Choix des plus belles fleurs et des plus beaux fruits. Text by D.M.Guillemain. Paris: Ernest Panckoucke, [n.d. but 1833 or later]. 4° (340 x 240mm). 144 fine stipple-engraved plates, printed in colours and finished by hand, by Langlois, Bessin, Chapuy and Victor after Redouté. (Tagetes plate with 75mm. neatly repaired tear just affecting imprint and titling, Iris Xiphium plate with neatly repaired tears at the plate mark and just touching the image, seven other plates with small tears, the majority neatly repaired, occasional light unobtrusive discolouration to plates.) Modern calf-backed marbled paper boards, the flat spine tooled and lettered in gilt and blind.

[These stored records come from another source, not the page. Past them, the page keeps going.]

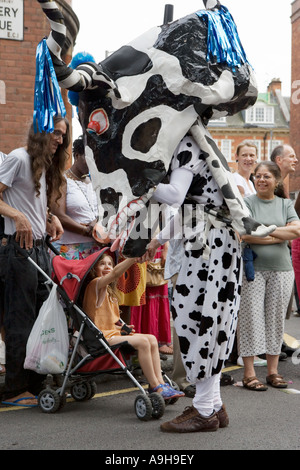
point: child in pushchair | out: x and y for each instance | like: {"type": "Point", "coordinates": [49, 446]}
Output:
{"type": "Point", "coordinates": [86, 284]}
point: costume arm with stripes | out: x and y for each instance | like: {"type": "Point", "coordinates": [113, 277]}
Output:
{"type": "Point", "coordinates": [85, 76]}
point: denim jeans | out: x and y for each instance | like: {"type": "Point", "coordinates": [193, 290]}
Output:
{"type": "Point", "coordinates": [23, 294]}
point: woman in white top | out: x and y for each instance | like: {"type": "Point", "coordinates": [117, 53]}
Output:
{"type": "Point", "coordinates": [77, 209]}
{"type": "Point", "coordinates": [246, 156]}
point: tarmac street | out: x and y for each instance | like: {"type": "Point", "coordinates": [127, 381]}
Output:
{"type": "Point", "coordinates": [258, 420]}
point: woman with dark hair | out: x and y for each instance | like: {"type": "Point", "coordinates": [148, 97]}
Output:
{"type": "Point", "coordinates": [77, 208]}
{"type": "Point", "coordinates": [28, 179]}
{"type": "Point", "coordinates": [264, 300]}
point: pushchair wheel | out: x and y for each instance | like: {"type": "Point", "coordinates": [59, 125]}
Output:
{"type": "Point", "coordinates": [158, 405]}
{"type": "Point", "coordinates": [82, 391]}
{"type": "Point", "coordinates": [143, 407]}
{"type": "Point", "coordinates": [50, 401]}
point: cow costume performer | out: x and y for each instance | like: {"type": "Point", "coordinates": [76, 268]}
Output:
{"type": "Point", "coordinates": [146, 102]}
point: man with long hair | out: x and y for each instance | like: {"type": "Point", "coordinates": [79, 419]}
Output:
{"type": "Point", "coordinates": [28, 178]}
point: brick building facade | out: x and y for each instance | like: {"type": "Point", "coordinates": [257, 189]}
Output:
{"type": "Point", "coordinates": [266, 124]}
{"type": "Point", "coordinates": [17, 68]}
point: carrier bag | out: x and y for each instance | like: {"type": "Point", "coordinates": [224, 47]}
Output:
{"type": "Point", "coordinates": [48, 343]}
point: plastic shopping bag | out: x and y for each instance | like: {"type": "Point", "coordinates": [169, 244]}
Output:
{"type": "Point", "coordinates": [48, 343]}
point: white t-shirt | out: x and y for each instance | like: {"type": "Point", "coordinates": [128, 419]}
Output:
{"type": "Point", "coordinates": [16, 174]}
{"type": "Point", "coordinates": [241, 181]}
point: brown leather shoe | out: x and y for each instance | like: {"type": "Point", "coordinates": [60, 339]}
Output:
{"type": "Point", "coordinates": [191, 421]}
{"type": "Point", "coordinates": [223, 417]}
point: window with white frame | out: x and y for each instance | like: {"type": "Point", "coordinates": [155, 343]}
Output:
{"type": "Point", "coordinates": [260, 113]}
{"type": "Point", "coordinates": [226, 148]}
{"type": "Point", "coordinates": [221, 120]}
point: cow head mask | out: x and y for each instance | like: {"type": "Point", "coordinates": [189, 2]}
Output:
{"type": "Point", "coordinates": [137, 104]}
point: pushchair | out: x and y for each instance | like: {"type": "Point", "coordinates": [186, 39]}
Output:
{"type": "Point", "coordinates": [90, 354]}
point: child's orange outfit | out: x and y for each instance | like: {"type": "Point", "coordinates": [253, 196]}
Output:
{"type": "Point", "coordinates": [104, 315]}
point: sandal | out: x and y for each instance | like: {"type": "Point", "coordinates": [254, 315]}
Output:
{"type": "Point", "coordinates": [276, 381]}
{"type": "Point", "coordinates": [256, 386]}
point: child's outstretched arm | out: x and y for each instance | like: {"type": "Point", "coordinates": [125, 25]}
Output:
{"type": "Point", "coordinates": [116, 272]}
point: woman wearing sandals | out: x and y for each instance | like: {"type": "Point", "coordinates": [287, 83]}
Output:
{"type": "Point", "coordinates": [264, 301]}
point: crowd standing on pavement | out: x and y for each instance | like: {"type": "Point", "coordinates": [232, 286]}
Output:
{"type": "Point", "coordinates": [40, 196]}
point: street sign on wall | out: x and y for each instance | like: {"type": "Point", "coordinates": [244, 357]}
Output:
{"type": "Point", "coordinates": [11, 19]}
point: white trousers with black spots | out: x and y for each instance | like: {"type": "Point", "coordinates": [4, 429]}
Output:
{"type": "Point", "coordinates": [263, 307]}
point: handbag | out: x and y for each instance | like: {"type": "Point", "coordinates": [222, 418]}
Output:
{"type": "Point", "coordinates": [48, 343]}
{"type": "Point", "coordinates": [155, 274]}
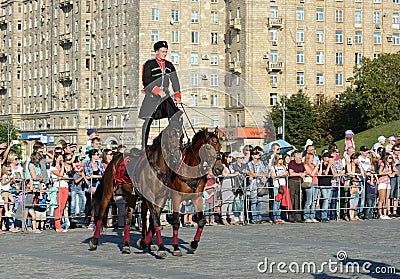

AN EXCELLENT COPY OF THIS SELECTION OF REDOUTé'S FINEST PLATES OF FLOWERS AND FRUITS, AND THE LAST OF THE THREE GREAT WORKS PUBLISHED UNDER HIS NAME. The Liliacées was published between 1802 and 1816, the Roses 1817 and 1824, and finally the present work, originally issued in parts between May 1827 and June 1833. Redouté had originally intended the work to consist of only 100 plates in 25 parts but continued to 36. This first edition was issued in quarto (as here, 12frs. per part) as well as a small number of folio copies (24frs. per part). Another edition was issued from 1829, and the present undated issue was made available from 1833 with an altered title and some additional text by Guillemain.

The splendid plates, generally titled in French with a Latin binomial, include 16 fruit prints ("amongst the most beautiful of all fruit prints" [Dunthorne]), 16 roses, 9 mixed bouquets, and fine groupings of prints of lilies, camellias, irises and peonies as well as examples of most of the more beautiful and exotic flowers available at the time. The Choix.. amply demonstrate Redouté's mastery of the coloured stipple-engraving: a printing method which he introduced to France and to the representation of botanical specimens. He had learned the technique, over thirty years earlier, from Francesco Bartolozzi while visiting England and Kew Gardens with L'Hériter de Brutelle. It allowed a fineness of colour and line which previously could not be achieved using conventional hand-colouring and engraving, and, arguably, has not been matched since.

Dunthorne 235; Great Flower Books p.72; Hunt Redoutéana 20; Nissen BBI 1591; Pritzel 7456; Stafleu & Cowan 8750.